6. Albert Schweitzers philosophisch-theologische Antwort
In ganz anderer Weise hat Albert Schweitzer (1875–1965) auf die skeptizistischen, atheistischen und nihilistischen Tendenzen seiner Zeit geantwortet. Während Weischedel das Problem rein denkerisch zu lösen versucht, geht Schweitzer davon aus, dass der Mensch mehr noch als durch Erkennen durch Erleben der Welt nahe kommt: »Ich bin Leben, das leben will, inmitten von Leben, das leben will«. Die »Ehrfurcht vor dem Leben« muss demnach Grundlage aller Philosophie und Ethik sein. Dies ist der schon von Kant her bekannte Schritt aus der unbefriedigenden Erkenntnissituation in die überzeugender begründbare Welt des Willens und des Handelns. Schweitzer selbst hat diesen Schritt überzeugend vollzogen, als Urwaldarzt in Afrika und zugleich als bedeutender Organist und Bach-Interpret.
Es ist notwendig, genauer darzulegen, was Schweitzer unter »Ehrfurcht vor dem Leben« versteht, zumal der Begriff »Leben« in der Philosophie ein breites Bedeutungsspektrum abdeckt. Die wesentlichen Punkte lassen sich dem Epilog zu seinem Lebensbericht entnehmen.4 Schweitzer sieht die Welt voll von Leid und im geistigen Niedergang begriffen, glaubt aber, dem Menschen helfen und ihn bessern zu können. Ausgangsbasis ist ihm das dem (ethischen) Skeptizismus entgegengerichtete Denken und Handeln, das lebendige Wahrheit entstehen lässt.
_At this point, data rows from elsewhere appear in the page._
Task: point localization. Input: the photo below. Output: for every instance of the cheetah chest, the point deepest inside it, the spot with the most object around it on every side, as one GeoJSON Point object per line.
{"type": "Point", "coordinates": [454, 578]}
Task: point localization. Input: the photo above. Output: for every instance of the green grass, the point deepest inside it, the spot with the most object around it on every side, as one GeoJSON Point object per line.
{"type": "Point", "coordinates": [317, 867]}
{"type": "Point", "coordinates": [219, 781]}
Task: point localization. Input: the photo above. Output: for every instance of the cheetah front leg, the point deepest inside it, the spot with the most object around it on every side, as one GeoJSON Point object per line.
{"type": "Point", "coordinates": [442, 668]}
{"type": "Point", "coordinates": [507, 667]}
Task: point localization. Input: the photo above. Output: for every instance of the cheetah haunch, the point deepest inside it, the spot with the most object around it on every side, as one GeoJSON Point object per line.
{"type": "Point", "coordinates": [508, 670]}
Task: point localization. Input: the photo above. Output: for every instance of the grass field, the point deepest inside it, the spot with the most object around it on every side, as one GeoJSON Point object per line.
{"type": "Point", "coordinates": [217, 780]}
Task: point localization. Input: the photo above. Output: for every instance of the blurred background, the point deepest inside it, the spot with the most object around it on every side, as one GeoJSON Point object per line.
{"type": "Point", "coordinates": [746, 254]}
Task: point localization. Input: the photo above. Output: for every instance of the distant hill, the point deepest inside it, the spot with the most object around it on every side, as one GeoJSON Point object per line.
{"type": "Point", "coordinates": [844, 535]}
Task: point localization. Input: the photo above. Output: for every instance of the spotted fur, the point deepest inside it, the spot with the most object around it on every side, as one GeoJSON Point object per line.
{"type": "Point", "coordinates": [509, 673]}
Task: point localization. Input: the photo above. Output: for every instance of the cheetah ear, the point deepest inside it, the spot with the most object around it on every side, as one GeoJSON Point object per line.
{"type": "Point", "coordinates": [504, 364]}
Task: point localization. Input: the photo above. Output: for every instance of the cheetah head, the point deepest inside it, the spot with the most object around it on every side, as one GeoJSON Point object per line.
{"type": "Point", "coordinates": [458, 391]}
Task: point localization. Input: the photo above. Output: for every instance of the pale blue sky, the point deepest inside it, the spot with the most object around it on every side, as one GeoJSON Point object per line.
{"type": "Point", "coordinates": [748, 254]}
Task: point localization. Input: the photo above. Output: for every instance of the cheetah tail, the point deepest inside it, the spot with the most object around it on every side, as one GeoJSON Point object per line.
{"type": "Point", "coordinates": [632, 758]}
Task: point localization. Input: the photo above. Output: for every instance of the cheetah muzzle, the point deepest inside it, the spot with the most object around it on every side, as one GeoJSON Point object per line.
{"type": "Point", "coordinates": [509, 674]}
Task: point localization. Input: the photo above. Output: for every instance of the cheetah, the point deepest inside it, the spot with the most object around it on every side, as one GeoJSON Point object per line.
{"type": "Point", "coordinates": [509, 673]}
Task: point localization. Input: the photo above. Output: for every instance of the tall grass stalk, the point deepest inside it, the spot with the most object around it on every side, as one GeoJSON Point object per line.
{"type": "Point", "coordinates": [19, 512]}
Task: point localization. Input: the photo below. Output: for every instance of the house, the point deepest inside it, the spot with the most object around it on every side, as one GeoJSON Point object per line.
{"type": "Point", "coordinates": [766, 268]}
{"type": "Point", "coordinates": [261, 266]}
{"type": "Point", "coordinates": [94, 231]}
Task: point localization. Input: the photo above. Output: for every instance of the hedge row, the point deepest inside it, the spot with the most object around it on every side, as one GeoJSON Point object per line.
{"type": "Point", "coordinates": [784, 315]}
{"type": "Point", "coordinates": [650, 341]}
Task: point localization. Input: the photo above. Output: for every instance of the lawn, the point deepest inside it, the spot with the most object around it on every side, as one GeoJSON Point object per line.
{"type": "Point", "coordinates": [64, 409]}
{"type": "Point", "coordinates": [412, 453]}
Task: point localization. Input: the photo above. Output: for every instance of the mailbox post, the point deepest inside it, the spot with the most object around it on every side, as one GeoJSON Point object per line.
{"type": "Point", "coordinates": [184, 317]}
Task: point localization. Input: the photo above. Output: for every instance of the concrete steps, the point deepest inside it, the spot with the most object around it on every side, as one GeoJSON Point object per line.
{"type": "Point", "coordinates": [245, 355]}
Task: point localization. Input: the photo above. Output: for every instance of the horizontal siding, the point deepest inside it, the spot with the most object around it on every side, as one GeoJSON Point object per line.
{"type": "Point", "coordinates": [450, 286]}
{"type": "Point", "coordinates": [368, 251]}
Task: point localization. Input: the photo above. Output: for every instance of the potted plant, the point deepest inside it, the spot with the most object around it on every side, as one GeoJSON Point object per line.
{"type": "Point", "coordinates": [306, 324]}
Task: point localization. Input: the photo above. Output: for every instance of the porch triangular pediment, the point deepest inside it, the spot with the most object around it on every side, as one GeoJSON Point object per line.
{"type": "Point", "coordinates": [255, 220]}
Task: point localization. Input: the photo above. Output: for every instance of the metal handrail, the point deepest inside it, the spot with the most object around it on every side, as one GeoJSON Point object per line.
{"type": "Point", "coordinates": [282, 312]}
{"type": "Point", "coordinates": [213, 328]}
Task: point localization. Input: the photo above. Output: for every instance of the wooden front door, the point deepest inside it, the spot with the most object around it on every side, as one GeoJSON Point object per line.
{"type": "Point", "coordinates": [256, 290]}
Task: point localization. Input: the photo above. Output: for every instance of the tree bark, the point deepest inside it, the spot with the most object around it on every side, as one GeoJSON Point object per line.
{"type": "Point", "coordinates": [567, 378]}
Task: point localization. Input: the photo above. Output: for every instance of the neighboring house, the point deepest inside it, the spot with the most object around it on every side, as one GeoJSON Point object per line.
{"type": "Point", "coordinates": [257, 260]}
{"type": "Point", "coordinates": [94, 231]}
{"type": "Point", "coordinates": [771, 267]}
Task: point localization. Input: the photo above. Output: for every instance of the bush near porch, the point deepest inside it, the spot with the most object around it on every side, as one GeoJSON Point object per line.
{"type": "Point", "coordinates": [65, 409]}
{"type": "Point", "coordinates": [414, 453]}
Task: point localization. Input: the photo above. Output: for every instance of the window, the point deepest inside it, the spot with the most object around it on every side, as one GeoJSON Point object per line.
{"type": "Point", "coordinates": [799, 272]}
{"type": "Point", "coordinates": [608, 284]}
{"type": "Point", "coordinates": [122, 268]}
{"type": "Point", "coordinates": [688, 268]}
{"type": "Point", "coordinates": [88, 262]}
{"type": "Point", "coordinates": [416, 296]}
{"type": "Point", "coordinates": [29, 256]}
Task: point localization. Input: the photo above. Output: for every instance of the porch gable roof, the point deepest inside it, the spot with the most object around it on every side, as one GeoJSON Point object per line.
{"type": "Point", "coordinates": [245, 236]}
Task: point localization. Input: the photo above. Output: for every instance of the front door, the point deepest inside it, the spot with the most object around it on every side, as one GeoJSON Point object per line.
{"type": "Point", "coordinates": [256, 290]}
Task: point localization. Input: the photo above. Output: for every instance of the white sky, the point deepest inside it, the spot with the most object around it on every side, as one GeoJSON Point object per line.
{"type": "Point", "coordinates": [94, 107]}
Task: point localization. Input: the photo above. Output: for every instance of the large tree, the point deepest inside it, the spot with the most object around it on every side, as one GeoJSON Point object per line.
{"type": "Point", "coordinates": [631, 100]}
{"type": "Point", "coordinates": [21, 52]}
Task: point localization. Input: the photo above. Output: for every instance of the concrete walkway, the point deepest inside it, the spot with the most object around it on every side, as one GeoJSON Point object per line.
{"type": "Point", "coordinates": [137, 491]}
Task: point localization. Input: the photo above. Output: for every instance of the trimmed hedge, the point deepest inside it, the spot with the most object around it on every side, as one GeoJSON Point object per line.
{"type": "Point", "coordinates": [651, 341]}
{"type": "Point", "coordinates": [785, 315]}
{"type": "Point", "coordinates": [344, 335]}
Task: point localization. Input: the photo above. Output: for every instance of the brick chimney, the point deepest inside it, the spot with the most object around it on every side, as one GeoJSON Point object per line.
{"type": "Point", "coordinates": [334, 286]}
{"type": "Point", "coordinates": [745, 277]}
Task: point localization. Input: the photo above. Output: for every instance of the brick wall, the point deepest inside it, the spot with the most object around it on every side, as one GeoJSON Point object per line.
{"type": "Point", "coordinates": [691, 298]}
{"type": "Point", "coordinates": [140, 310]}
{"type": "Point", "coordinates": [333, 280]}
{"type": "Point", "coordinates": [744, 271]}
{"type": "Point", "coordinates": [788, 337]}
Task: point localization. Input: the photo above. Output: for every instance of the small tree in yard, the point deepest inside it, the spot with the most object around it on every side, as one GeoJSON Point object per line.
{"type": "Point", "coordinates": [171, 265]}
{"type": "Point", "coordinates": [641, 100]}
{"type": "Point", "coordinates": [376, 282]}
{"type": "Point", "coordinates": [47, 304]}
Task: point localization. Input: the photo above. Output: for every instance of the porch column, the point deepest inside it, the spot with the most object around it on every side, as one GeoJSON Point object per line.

Die Forderung »Ehrfurcht vor dem Leben« ergibt sich als denkerische Antwort auf die Frage nach dem angemessenen Verhältnis von Mensch und Welt. Dem Dasein wird ein Sinn gegeben, wenn das natürliche Verhältnis zur Welt zu einem geistigen Verhältnis erhoben wird. Da der Mensch ein die Welt erleidendes Wesen ist, ist die geistige Antwort darauf die Resignation. Schweitzer meint damit aber kein passives Verhalten, sondern eher den Fatalismus der Stoa. Der Mensch müsse vom äußeren, der Welt unterworfen Sein zur inneren Freiheit finden, die ihm die Welt- und Lebensbejahung ermöglicht. Weltbejahung äußert sich in der Förderung des Lebens in seiner Umgebung. Diese Förderung verhilft zum eigentlichen Glück. Die Grundelemente dieser Lebenseinstellung sind daher Resignation, Welt- und Lebensbejahung sowie Ethik. Unter Ethik wird die ins Universelle erweiterte christliche Liebe verstanden. Die verbreitete Meinung ist falsch, Schweitzer habe sich mit seiner Betonung des Lebens gegen das Denken gewandt. Im Gegenteil, er hebt immer wieder hervor, dass die »Ehrfurcht vor dem Leben« gemäß vorstehendem Gedankengang ein Ergebnis des Denkens ist.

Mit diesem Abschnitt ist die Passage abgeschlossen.